There are many issues obviously. In one post you mentioned that your financial situation was good now, and would still be okay after a divorce, and wondered if that should matter. In life all things matter. While it is good to know you would have the resources to build a new life without your wife and kids under roof, it matters more that you would be able to make sure your financial obligations - moral and legal can be met. Believe me it matters.

The next question is how does your lover feel about this? He knew you were married early into your relationship. What are his expectations? Did he ever see you two living together? In he ready to know your children and spend time with them? Sooner or later that is a factor. Since your relationship has been limited to hook ups and quiet dates is he ready to have you in his life everyday? How does he think his parents will react when their new son in law is a peer of theirs, not as much of their sons? It can work - but it will take some work too.

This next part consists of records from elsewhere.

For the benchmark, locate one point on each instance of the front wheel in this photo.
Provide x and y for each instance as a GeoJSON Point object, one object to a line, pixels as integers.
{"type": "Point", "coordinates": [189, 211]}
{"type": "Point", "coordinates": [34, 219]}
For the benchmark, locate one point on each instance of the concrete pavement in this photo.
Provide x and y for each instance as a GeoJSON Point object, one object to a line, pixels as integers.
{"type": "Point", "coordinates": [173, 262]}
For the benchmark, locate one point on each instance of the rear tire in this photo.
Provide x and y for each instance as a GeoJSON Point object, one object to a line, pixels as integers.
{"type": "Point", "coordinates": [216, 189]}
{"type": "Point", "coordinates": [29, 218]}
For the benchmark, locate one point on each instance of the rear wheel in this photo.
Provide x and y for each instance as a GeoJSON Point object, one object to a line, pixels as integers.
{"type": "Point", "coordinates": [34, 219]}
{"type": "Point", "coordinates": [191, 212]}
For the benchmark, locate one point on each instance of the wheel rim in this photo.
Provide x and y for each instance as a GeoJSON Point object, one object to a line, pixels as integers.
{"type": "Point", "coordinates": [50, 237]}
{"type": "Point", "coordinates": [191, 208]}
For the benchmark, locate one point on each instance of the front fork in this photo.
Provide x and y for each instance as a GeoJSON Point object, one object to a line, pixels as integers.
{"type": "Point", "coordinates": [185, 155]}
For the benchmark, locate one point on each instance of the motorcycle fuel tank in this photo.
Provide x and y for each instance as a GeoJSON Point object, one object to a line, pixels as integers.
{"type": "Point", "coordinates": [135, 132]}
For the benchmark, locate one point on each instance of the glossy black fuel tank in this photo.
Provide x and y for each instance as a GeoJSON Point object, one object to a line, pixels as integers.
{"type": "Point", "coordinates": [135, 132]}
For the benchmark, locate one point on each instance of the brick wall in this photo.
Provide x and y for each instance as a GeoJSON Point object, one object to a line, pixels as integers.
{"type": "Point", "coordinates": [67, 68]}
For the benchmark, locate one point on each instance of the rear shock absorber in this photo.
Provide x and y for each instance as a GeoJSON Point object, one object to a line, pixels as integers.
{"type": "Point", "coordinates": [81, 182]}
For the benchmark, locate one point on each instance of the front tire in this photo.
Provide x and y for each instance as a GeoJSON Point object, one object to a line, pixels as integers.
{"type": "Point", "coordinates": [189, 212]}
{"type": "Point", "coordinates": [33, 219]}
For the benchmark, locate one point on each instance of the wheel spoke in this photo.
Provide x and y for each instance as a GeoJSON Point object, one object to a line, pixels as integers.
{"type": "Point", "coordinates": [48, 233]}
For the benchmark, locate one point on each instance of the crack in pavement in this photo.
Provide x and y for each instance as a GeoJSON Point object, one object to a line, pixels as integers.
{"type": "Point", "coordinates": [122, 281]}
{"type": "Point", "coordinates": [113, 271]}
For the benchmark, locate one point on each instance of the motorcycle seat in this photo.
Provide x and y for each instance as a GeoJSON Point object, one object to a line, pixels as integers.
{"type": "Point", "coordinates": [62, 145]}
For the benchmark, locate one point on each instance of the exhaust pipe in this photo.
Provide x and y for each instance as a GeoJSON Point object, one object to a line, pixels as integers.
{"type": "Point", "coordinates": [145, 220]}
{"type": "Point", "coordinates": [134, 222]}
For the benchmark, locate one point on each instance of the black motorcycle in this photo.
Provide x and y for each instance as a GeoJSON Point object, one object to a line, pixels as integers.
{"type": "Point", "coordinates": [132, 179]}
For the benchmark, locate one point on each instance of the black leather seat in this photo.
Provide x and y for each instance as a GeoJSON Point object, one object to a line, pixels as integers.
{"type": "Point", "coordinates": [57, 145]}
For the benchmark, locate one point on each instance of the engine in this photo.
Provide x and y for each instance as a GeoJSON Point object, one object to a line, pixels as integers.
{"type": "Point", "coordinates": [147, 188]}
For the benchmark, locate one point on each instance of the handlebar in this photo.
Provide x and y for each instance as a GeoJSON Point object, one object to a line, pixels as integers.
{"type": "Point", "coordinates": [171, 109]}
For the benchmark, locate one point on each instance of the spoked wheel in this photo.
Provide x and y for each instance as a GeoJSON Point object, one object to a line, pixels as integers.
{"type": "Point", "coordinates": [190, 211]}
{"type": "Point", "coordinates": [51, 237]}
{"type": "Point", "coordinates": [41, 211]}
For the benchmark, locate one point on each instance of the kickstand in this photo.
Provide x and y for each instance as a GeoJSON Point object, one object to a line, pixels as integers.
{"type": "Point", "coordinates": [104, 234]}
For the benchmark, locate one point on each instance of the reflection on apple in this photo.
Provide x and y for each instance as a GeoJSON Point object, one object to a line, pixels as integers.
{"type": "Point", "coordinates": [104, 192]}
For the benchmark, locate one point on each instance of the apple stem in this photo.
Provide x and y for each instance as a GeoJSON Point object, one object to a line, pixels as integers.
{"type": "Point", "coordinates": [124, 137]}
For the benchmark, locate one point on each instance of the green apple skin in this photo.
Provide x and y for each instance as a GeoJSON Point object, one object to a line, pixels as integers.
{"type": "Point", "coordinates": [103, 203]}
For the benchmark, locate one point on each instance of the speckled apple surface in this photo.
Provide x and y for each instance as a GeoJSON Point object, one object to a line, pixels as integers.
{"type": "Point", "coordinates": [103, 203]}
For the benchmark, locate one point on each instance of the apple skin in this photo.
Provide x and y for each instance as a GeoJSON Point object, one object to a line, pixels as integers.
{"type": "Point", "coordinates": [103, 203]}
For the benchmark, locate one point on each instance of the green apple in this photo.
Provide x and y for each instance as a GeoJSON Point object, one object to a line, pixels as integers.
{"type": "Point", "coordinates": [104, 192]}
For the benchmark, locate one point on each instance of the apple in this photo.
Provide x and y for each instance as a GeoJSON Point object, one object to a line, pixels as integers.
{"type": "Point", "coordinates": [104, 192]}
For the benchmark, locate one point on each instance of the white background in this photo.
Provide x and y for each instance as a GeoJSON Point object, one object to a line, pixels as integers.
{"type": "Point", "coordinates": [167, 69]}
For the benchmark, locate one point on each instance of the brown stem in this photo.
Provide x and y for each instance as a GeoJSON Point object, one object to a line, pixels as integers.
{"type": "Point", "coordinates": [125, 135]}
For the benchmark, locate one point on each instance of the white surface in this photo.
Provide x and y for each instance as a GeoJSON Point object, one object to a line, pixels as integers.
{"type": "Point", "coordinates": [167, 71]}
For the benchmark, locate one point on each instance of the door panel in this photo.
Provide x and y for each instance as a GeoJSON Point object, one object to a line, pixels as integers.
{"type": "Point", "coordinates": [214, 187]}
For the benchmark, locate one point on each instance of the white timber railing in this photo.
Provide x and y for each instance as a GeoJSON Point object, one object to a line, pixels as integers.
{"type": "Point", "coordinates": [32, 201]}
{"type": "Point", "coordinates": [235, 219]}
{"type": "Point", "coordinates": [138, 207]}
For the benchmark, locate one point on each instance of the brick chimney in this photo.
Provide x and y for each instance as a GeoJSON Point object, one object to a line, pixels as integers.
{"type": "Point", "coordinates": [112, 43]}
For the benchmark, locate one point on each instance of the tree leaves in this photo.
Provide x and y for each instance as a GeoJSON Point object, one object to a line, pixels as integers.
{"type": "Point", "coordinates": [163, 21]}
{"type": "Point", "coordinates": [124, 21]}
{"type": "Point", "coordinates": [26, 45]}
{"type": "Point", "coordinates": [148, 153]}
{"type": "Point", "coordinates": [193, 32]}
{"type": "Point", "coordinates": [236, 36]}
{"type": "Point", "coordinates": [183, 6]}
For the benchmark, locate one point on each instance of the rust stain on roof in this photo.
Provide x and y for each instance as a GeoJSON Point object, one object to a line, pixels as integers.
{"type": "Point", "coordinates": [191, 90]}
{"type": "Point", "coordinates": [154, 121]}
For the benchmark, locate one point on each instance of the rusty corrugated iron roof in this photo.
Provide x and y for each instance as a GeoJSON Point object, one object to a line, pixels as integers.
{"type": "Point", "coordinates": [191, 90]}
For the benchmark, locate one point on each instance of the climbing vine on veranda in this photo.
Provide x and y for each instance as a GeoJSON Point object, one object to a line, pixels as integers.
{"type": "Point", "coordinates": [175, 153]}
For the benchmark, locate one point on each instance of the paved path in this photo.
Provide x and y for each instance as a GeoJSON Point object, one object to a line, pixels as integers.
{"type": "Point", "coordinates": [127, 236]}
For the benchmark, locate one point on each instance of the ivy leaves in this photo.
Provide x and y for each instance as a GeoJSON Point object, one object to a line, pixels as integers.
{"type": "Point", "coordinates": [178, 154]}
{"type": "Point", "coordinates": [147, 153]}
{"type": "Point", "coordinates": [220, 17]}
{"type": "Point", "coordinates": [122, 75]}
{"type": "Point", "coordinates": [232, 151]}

Would your boyfriend want children with you - adoption? in vitro? Is being a parent of a young child on your radar? Its more likely now than ever.

Your wife is clearly a blessing. What does she want? Is she okay knowing that the intimacy level is probably not going to change, or even diminish? Is she okay with you seeing this guy or other men? If so will see to seek companionship with someone else?

The relationship itself can be very workable - even a long term one. Straight couples break up all the time and there have been few of the pressures on those relationships that same sex relationships have had to overcome. People change, get sick, get hit by busses - and sometimes grow apart of are unfaithful. Every relationship is facing those issues - so I don't feel your relationship with a younger man is more or less perilous than a straight one, or the one you are in right now.

I can only tell you what I would do - based on what I have done in my life. It may not fit you as well.
If the b/f wants to build a life with you and you him - with all the baggage you have to work with (EVERYONE has baggage - I'm not slamming you) then I would say proceed. It gives everyone involved the most opportunity to be happy longer than staying as you are now.

Your wife could find someone who can be the husband she needs all the time, you can fulfill yourself and be happy for the rest of your life - or until a dumping occurs. There are no guarantees.

This would be difficult for your kids, but it would be better over the long haul that you were honest with them and by doing so set an example of integrity by doing so. Its hard to imagine, but if you continue as you are, they are going to find out in a bad way and be really badly hurt. This too is a factor. As parents you have an obligation to be an honorable member of the family. It is the most important thing a parent does.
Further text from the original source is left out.